You must invest time if you want to have quality, happy relationships in your life. Fewer things in life are more important than spending time with your people. If you want to be happier, make more time to spend with the people you care about most.

In 2019, I committed to spending more time with my male friends because I felt like those relationships were suffering. I achieved my goal and today have closer and more rewarding relationships with male friends than I ever have.

Have the conversations you are most afraid of.

 
I credit this advice to Susan Scott from her book Fierce Conversations, which I believe is one of the best books ever written for becoming a more effective human. Many of the things we want the most exist on the other side of the conversations we fear the most.

Whether it’s talking to your spouse about your lack of connection or your boss about why you keep getting passed over or your spiritual leader about your doubts or your parents about end-of-life planning, the reason you are so afraid of those conversations is because we fear the unknown. Pulling the pin on these conversations makes change inevitable. And change brings the unknown.

Take it from someone who’s been having these conversations for a long time: Stop putting them off. They are never as scary as you think they’ll be. Once they are behind you, two amazing things will happen.

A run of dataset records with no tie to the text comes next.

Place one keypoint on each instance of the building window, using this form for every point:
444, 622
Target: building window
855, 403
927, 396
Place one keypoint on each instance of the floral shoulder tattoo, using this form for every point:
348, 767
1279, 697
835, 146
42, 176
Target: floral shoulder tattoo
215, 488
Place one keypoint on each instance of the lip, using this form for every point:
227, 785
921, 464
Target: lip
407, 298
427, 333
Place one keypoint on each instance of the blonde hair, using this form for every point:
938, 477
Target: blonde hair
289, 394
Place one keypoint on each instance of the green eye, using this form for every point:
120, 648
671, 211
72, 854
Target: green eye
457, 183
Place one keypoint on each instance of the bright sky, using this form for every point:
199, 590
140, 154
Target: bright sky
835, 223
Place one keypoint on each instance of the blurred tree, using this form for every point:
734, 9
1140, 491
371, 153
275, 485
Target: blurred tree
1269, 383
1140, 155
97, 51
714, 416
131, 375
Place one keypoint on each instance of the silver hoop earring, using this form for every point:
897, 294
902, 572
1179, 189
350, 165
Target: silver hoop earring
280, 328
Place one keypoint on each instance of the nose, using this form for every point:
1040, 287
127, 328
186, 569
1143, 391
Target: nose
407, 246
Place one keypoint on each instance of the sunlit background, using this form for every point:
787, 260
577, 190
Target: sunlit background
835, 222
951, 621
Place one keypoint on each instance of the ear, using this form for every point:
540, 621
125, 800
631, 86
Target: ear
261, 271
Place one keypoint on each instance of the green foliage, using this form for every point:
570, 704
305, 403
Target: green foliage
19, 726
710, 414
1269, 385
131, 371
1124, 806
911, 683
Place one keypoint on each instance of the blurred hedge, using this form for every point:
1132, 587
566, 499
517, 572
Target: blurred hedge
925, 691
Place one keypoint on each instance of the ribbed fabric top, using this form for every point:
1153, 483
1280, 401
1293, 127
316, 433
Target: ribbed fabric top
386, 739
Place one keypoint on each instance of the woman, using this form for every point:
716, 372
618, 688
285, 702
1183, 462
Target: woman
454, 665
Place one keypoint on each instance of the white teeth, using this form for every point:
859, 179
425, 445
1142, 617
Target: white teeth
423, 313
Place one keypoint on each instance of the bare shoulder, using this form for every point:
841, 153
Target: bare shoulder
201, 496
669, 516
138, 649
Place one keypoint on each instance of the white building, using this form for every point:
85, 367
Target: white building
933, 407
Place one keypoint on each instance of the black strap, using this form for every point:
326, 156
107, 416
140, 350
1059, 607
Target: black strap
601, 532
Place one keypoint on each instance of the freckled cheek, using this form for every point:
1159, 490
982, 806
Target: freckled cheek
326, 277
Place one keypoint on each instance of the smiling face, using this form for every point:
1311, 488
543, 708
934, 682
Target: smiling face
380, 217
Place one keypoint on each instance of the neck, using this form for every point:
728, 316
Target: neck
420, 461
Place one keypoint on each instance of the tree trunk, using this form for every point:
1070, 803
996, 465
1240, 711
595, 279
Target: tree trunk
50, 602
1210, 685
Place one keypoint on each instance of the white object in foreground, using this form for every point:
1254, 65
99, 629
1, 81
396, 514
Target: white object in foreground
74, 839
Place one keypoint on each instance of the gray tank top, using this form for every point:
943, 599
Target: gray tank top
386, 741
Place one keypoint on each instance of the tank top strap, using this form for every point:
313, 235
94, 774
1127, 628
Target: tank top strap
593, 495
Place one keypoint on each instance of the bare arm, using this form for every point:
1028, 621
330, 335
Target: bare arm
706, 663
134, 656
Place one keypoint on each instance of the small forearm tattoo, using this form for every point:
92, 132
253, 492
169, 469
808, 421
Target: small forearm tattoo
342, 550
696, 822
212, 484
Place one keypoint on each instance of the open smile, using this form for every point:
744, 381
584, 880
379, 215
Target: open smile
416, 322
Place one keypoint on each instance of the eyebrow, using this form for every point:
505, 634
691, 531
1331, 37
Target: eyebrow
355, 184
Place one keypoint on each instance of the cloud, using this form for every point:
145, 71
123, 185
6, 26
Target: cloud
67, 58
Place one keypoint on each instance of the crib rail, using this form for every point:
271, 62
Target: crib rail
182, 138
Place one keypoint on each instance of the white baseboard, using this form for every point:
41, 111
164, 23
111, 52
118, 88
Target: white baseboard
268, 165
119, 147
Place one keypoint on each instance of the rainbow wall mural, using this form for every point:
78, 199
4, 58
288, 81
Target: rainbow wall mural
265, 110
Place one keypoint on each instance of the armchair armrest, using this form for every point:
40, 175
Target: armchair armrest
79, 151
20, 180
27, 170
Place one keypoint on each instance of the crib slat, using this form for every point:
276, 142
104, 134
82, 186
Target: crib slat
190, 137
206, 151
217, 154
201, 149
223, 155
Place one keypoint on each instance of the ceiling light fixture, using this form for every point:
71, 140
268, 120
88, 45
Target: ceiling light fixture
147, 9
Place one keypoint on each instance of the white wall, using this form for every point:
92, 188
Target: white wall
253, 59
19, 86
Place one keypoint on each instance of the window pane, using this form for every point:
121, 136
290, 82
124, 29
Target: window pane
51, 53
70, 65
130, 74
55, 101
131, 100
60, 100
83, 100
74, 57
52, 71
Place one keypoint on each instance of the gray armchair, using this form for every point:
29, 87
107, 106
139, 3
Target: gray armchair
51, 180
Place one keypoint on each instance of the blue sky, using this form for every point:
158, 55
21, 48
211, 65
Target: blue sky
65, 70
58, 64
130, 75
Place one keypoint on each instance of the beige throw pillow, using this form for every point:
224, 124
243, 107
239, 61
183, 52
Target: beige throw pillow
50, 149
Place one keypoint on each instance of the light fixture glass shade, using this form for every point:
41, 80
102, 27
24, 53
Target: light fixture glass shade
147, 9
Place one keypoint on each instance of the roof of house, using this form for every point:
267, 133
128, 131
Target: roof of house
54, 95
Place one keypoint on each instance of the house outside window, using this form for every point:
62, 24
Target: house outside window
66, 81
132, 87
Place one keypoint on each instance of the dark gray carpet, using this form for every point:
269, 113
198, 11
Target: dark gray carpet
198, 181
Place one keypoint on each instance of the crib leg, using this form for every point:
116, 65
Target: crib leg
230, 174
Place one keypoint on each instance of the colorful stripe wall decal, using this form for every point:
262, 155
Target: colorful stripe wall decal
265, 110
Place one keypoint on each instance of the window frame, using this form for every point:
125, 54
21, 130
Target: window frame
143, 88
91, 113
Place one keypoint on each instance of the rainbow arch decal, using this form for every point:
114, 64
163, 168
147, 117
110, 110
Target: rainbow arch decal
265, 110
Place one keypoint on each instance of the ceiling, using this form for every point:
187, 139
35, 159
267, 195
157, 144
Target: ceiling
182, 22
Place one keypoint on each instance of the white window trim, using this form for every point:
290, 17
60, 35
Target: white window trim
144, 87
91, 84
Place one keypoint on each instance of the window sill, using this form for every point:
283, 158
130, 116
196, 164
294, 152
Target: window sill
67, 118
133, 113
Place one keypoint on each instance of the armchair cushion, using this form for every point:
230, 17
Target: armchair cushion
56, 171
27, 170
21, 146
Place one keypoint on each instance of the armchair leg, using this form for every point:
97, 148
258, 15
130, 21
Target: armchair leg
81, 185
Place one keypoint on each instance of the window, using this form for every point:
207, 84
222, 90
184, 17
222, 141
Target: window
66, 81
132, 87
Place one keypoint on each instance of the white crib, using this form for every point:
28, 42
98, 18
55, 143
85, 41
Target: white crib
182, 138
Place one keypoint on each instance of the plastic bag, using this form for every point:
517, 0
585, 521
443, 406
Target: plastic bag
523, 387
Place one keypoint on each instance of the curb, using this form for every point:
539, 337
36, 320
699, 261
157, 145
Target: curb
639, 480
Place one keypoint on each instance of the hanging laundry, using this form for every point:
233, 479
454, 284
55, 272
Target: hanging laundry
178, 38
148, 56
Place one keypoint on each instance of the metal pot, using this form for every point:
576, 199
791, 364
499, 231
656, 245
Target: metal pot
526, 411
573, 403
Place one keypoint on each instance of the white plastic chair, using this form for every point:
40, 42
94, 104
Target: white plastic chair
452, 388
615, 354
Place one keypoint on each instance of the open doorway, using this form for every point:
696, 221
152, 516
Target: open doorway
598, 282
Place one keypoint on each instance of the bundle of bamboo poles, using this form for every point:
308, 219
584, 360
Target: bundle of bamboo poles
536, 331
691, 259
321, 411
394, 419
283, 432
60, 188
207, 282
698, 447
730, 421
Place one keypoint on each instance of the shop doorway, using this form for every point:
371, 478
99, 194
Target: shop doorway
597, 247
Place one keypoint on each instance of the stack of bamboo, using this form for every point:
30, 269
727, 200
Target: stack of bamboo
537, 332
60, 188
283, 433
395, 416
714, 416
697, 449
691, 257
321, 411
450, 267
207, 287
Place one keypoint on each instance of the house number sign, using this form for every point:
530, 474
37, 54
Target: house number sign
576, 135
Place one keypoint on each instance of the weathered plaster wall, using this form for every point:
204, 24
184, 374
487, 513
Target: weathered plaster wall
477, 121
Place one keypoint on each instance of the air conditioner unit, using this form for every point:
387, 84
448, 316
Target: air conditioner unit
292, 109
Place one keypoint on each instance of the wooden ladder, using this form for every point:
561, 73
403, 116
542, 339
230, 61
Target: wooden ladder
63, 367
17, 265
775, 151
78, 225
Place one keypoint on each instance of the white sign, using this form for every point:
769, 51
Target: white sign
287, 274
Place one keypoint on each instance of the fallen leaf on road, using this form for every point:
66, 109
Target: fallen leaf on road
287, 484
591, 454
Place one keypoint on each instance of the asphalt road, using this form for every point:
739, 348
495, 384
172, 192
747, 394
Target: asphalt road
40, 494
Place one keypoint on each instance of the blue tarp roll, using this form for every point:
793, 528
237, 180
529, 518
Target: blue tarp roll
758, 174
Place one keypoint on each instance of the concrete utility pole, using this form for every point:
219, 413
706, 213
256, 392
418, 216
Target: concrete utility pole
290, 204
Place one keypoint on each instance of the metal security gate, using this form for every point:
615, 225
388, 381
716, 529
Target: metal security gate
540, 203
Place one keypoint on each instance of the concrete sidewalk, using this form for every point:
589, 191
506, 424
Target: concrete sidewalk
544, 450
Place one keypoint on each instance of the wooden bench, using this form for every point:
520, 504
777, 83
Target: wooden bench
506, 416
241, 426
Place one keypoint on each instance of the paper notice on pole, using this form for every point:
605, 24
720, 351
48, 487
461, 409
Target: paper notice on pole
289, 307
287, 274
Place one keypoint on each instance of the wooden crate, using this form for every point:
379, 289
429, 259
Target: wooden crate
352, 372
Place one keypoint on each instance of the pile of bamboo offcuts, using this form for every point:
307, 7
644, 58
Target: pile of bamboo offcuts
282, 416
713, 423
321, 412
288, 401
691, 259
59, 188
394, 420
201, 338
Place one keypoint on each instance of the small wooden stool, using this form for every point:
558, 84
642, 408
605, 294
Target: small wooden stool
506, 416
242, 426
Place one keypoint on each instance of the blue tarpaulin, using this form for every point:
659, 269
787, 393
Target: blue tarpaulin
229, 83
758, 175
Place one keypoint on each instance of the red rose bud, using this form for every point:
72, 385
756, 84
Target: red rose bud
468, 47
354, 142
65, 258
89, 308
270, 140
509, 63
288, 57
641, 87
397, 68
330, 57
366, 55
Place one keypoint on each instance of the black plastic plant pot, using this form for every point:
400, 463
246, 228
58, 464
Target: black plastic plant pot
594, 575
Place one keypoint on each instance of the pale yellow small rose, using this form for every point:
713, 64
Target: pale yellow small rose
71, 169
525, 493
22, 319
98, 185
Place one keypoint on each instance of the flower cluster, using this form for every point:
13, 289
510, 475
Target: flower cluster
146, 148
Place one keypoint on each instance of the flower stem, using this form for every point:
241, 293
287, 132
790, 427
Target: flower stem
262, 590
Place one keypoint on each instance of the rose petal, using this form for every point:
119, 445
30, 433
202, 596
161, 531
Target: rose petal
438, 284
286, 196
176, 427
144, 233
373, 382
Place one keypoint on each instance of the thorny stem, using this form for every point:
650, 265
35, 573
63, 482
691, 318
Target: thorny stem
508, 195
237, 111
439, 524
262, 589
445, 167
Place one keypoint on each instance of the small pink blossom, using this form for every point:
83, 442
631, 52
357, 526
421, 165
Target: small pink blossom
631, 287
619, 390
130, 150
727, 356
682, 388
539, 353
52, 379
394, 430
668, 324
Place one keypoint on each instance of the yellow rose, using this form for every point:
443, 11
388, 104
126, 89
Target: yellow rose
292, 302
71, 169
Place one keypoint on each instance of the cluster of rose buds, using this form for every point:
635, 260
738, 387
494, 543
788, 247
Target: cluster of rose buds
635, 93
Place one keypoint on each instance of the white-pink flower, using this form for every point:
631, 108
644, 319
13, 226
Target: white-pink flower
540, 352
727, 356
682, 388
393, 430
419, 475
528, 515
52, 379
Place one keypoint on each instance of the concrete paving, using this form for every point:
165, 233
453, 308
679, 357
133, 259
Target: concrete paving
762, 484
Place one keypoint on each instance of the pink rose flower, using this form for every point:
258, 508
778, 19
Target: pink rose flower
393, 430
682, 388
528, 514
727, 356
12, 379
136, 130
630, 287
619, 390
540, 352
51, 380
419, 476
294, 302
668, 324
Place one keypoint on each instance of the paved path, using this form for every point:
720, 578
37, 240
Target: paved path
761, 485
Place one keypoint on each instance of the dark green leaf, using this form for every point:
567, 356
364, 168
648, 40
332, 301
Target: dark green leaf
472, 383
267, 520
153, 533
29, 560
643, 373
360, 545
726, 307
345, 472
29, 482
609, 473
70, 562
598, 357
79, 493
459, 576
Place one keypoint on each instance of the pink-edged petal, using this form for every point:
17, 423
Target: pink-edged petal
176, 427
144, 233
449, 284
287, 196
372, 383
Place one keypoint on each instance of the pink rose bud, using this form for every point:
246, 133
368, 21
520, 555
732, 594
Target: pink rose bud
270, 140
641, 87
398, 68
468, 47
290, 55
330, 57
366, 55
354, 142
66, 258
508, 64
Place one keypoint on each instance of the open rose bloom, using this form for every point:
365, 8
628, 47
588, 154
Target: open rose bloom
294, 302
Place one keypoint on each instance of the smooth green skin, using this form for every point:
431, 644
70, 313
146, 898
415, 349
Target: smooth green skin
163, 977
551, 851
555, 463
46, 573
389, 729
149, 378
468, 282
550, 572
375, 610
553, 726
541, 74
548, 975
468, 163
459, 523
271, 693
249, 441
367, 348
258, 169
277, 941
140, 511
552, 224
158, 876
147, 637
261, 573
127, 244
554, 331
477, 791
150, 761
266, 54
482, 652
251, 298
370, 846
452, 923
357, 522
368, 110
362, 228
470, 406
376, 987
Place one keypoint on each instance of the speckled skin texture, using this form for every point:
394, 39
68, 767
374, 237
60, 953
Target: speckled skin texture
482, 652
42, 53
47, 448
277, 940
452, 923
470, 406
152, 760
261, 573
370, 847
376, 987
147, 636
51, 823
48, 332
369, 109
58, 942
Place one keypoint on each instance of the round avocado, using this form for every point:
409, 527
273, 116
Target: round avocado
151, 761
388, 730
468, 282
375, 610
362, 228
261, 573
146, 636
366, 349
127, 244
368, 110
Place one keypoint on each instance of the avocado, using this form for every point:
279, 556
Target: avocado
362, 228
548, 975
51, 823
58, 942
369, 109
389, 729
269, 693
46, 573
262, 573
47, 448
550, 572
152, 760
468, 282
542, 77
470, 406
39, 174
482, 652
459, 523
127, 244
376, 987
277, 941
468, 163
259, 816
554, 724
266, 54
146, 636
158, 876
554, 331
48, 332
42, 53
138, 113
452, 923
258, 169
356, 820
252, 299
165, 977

You are set free from the trap of fear. And your life moves forward. You get unstuck. Things begin to change, most times for the better.

Tell people you love them and believe in them.

 
I tell people I love them frequently. It often catches them by surprise, but I know it matters.

I try to be very intentional in the language I use with people. I want my words to encourage them, to lift them up, and to share my appreciation of who they are.

It costs us nothing to attempt to use our words this way. The potential payoff is huge. Why not try?

Just today, as I drove my daughter to swim team practice, we talked about how much our words matter. We are in total control of the words we choose to use when talking to other people (and ourselves for that matter). As a tween, my daughter is clearly experimenting with how she engages with others. I challenged her to think about why she would choose to use mean or demeaning language when she could just as easily choose to be positive.

It’s a lesson that took me many years to understand. Not only can we choose not to use language that hurts or makes others feel “less than,” but we have the power to lift and build people up in the words we choose to use.

Make sure people know that you love them. And tell people that you believe in them. The impact of these words is profound, particularly when the person on the receiving end of them may not love or believe in themselves just yet.

My Bottom Line: It’s All About Relationships

 
No matter which way I slice it, when I think about what matters most in my life, it always comes back to relationships. The better we get at forming and maintaining relationships with others, the better our lives tend to be. We all need a solid foundation of relationships in our lives. That is where our work should begin.

I’m sure I’ll be back to spewing traditional engagement advice soon, but for now, I hope you found this helpful.